南开大学机器人与信息自动化研究所 天津市智能机器人技术重点实验室
Institute of Robotics and Automatic Information System
Tianjin Key Laboratory of Intelligent Robotics
2016年秋季先进机器人与MEMS技术系列学术讲座
Seminar Series:Advanced Robotics & MEMS
报告题目:Learning Partial Differential Equations for Computer Vision and Image Processing
报告人:林宙辰 博士 教授 国家杰出青年基金获得者(北京大学)
时间:2016-11-07 周一 下午3:00-4:00
地点:信息东楼(计控学院)329教室
个人简介:Zhouchen Lin received the Ph.D. degree in applied mathematics from Peking University in 2000. He is currently a Professor at Key Laboratory of Machine Perception (MOE), School of Electronics Engineering and Computer Science, Peking University. His research interests include computer vision, image processing, machine learning, pattern recognition, and numerical optimization.

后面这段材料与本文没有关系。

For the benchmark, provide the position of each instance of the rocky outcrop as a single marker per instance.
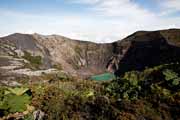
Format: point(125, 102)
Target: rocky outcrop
point(147, 49)
point(79, 58)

He is an area chair of CVPR 2014/2016, ICCV 2015 and NIPS 2015 and a senior program committee member of AAAI 2016/2017 and IJCAI 2016. He is an associate editor of IEEE Trans. Pattern Analysis and Machine Intelligence and International J. Computer Vision.
欢迎各位老师和课题组的同学前来交流。
报告摘要:
Many computer vision and image processing problems can be posed as solving partial differential equations (PDEs). However, designing PDE system usually requires high mathematical skills and good insight into the problems. In this paper, we consider designing PDEs for various problems arising in computer vision and image processing in a lazy manner: learning PDEs from training data via optimal control approach. We first propose a general intelligent PDE system which holds the basic translational and rotational invariance rule for most vision problems. By introducing a PDE-constrained optimal control framework, it is possible to use the training data resulting from multiple ways (ground truth, results from other methods, and manual results from humans) to learn PDEs for different computer vision tasks. The proposed optimal control based training framework aims at learning a PDE-based regressor to approximate the unknown (and usually nonlinear) mapping of different vision tasks. The experimental results show that the learnt PDEs can solve different vision problems reasonably well. In particular, we can obtain PDEs not only for problems that traditional PDEs work well but also for problems that PDE-based methods have never been tried before, due to the difficulty in describing those problems in a mathematical way.